RFR: 8324995: Shenandoah: Skip to full gc for humongous allocation failures [v3]

Tue Feb 6 01:37:54 UTC 2024

On Wed, 31 Jan 2024 21:50:06 GMT, William Kemper <wkemper at openjdk.org> wrote:

>> Shenandoah degenerated cycles do not compact regions.
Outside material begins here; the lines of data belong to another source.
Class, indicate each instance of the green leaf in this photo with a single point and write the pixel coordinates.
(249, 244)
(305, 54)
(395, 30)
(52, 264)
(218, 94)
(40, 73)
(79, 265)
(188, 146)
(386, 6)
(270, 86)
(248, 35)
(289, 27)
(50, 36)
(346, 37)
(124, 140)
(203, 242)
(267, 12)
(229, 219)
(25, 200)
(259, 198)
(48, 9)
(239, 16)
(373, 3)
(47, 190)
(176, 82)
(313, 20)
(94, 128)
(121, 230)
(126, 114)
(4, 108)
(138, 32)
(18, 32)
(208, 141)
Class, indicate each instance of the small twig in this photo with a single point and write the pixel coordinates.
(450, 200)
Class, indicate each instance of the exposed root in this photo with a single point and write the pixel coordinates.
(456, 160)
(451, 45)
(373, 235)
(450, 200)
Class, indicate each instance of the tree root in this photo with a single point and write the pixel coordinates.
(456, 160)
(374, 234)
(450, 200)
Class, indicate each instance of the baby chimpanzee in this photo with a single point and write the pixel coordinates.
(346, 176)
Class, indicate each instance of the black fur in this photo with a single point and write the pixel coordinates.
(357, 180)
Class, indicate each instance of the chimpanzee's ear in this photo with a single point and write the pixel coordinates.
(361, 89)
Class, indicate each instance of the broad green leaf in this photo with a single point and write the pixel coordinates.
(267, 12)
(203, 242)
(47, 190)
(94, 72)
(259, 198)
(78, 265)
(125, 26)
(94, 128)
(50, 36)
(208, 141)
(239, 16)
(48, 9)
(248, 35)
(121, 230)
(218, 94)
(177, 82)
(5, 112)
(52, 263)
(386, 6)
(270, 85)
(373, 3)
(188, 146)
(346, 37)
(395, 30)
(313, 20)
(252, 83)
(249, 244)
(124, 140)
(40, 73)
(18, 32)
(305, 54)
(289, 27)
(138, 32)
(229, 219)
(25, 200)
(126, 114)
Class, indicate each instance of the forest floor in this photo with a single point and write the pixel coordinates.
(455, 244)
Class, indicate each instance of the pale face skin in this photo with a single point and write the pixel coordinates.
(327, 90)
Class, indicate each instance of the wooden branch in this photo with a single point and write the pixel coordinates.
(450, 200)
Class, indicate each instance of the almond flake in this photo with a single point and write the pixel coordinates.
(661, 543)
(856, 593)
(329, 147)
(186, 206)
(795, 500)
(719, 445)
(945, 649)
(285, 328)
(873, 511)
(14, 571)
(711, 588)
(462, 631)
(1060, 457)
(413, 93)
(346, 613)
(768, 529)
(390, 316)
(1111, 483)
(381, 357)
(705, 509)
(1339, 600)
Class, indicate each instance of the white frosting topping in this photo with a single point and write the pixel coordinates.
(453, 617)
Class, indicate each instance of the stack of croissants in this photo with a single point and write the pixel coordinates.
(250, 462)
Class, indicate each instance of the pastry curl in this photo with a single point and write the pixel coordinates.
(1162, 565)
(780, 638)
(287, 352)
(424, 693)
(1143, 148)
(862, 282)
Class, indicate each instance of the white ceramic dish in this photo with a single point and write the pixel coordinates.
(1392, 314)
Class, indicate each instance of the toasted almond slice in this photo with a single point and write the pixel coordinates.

When a humongous allocation fails, it is likely due to fragmentation which is better addressed by a full gc.
>
> William Kemper has updated the pull request incrementally with one additional commit since the last revision:
> 
>   Fix typo in comment

I dusted off the workloads that had originally motivated this change.  Some of the context within which the code executes is different.  At the time, we were doing 64 degens before a full gc.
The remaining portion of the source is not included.